Q: I’m a contractor. Last year, I installed a $5,000 deck for a client as per our contract.
She later contacted me about boards in the deck that were cupping. She contacted the home improvement store we purchased the wood from and they advised her to replace the bad boards at their cost, which I did, then advised her to stain and seal the boards immediately, which she did.
It’s now a year later, and she wants me to install a new deck for free. She says I installed the deck without letting the wood season for three weeks prior to the installation.
I don’t know what she’s talking about. There was nothing wrong with the deck after I replaced the boards. It looked great and she was happy. Now she’s unhappy with me. What should I do?
A: If I hired you to install a deck and it was installed badly or if the materials were poor, and the deck looked awful a year later, I’d want you to rip it out and start again.
It sounds as though something happened over the course of the year and the deck has not weathered well. To figure out what you owe her, you should go back to your written contract.
Did you provide her with a warranty? Should the materials have been “seasoned” before installation regardless of what the home improvement store said? If you didn’t have a written contract, you need to determine what your agreement was with respect to the installation of the deck. If she purchased the materials for you to install them, would it have been her responsibility to “season” the wood? Were you just providing the labor and she the materials? Does the deck look good or bad these days? What does your contract say about her signing off on the project?

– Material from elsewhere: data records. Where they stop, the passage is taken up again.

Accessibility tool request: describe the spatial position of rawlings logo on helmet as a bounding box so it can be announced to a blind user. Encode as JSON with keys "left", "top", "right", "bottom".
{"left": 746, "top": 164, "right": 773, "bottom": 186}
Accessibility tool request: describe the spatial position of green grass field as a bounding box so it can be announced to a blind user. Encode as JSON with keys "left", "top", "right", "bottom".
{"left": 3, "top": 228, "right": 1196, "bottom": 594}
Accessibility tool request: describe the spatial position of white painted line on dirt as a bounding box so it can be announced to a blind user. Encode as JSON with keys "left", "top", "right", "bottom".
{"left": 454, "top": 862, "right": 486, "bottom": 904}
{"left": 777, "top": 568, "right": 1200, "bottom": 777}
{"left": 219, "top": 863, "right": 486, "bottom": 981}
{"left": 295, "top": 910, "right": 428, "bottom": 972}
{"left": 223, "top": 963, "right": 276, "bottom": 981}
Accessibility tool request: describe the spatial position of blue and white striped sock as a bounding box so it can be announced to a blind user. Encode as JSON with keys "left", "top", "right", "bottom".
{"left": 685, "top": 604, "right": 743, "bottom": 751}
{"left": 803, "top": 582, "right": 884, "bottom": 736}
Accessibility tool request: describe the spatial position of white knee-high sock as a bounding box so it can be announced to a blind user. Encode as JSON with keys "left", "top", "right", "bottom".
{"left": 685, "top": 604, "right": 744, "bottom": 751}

I think you need to go to her house and look at the deck and ask her why she is so unhappy with it. If she is just the kind of person who is never going to be satisfied, and you know you have fulfilled your responsibilities under the terms of the contract you signed, you can always say “Sorry” and see what happens next.

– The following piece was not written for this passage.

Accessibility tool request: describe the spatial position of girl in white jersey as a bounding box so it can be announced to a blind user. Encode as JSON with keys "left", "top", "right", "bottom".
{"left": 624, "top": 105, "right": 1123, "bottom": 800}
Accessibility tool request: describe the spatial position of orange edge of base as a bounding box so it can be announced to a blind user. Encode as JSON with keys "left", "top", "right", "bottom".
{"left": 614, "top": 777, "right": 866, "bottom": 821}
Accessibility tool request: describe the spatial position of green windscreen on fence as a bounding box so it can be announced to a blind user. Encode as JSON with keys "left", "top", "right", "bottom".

But showing up in person often goes a long way toward making someone feel better. In any case, it will give you a good idea of what your customer is thinking, which is always useful. And, if there truly is something wrong, you’ll be there to make sure it gets fixed properly.
When you’re on site, take your camera and perhaps even a digital video camera to make sure you have some evidence of the deck’s condition. If you can’t sort the issues out, you might need to seek the advice of a good real estate attorney.